I've also started putting together a couple of images that I want to add to my sunset collection, because for whatever reason, we had a fairly non-descript sunset spring season and the summer has had some spectacular make-up sessions.

Yesterday evening's sunset, while not the most breathtaking I've seen in a while, did give a hint of what was to come, and I'm including it here because it was very close to an image that I shot a week ago.

Sunset over the Rio Grande Valley, Albuquerque NM

So the primary ingredient in the weather mix for these two Friday shots is the advent of the evening / afternoon thunderstorm which is the trademark of the "Monsoon Season" as it is known here and in Arizona.

The long strip of light on the left is the signature of a departing flight out of the Albuquerque sunport, while on the right you can see the classic storm pattern on the western rim of the Rio Grande valley.

From what I was able to measure, the thunderstorm on the horizon is somewhere close to 30 miles away.

While looking out across the valley the other day I figured out one reason why the lightning strikes are so dramatic here, and it's a factor in another weather phenomenon that happens here, one we call Virga.
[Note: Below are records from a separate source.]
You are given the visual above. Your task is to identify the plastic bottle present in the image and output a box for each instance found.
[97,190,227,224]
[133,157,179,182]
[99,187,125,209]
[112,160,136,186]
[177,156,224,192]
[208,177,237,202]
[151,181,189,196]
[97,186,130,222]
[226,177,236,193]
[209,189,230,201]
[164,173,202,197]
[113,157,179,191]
Actually what's happening above is the opposite of Virga, it is rain storm that is intense enough to cause some blurring of the lightning. What I noticed is that the storm bases are very high above the surrounding terrain, frequently over a mile above the ground.
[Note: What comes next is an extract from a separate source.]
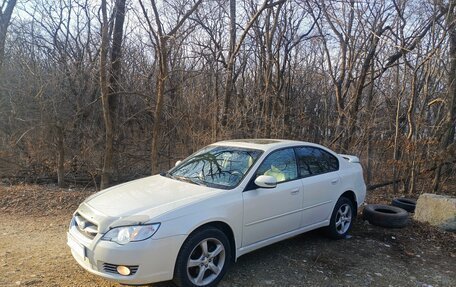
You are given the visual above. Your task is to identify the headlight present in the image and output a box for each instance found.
[101,223,160,245]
As a consequence, in this dry climate rain frequently falls from the bottom of the storm but evaporates before it ever reaches the ground. The name virga comes from the latin word, twig.
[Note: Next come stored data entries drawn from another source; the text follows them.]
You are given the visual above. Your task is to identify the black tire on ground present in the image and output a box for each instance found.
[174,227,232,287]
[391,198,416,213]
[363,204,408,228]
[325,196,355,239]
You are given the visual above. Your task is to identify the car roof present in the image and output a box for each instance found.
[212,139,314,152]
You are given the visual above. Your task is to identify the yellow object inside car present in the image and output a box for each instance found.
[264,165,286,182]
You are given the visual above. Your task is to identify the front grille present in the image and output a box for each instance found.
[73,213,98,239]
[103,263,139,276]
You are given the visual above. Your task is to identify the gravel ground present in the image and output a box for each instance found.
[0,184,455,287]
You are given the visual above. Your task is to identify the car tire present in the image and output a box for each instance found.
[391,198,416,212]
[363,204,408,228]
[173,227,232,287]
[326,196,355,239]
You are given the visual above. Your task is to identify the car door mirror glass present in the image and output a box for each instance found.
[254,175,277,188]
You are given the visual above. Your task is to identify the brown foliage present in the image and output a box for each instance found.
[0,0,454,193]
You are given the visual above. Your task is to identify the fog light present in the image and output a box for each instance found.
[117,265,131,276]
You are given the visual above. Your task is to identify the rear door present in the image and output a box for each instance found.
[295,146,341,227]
The storm height adds a dimension to lightning that I generally did not see in the midwest, that being that the strikes are frequently over a mile or two in length, at least when you are watching the storms from a distance.

What is evidenced here is part of my new "technique." If one camera is good, two are better, right?

Since a lens can only be pointed to one section of the sky at at time having only one camera means that you are going to miss the strikes from storm two, or three or whatever is going on outside of the horizon. So on the "forked" spike, you have the view from right camera and left camera.

So that's the picture, me on the balcony, left hand on the left camera shutter release, right hand on the cable release (extension) for the right camera, surrounded by all that metal and clicking away. Last night however, I must have shot 40 or 50 images without a lightning strike before I gave up for a while and went about my business. I had pointed out raincloud that was approaching the mountain and told the MRS that I suspected that when it got close, the rising ground might cause friction with the cloud, and hopefully there would be good lightning.

As you can see, there was.

I love the shots where you can see the lightning actually strike the ground. I'm curious as to just how large of a burn mark a strike like that makes.

As the night got darker, the exposures got longer, 30 seconds at a time.

My comment when the image appeared on my viewfinder...

"Now that's what I'm talking about."

Mrs had been trying to get me to come to the bedroom, but I convinced her to come on back to the balcony to see the show.

We watched for a few more minutes and she said to me...

"So let me see if I've got this right, that thing in your hand is metal, right? And it's connected to the metal tripod which is connected to the camera?"

"And if the camera is hit by lightning?"

Just then a nice big stike flashed across the field of view.

Mrs screamed, jumped up and said, "I'm outta here."

In concert, the rain started to hit the house and for the second week in a row I had to retreat off of my perch.

All things considered, retreating to the bedroom in the middle of a storm was not so bad.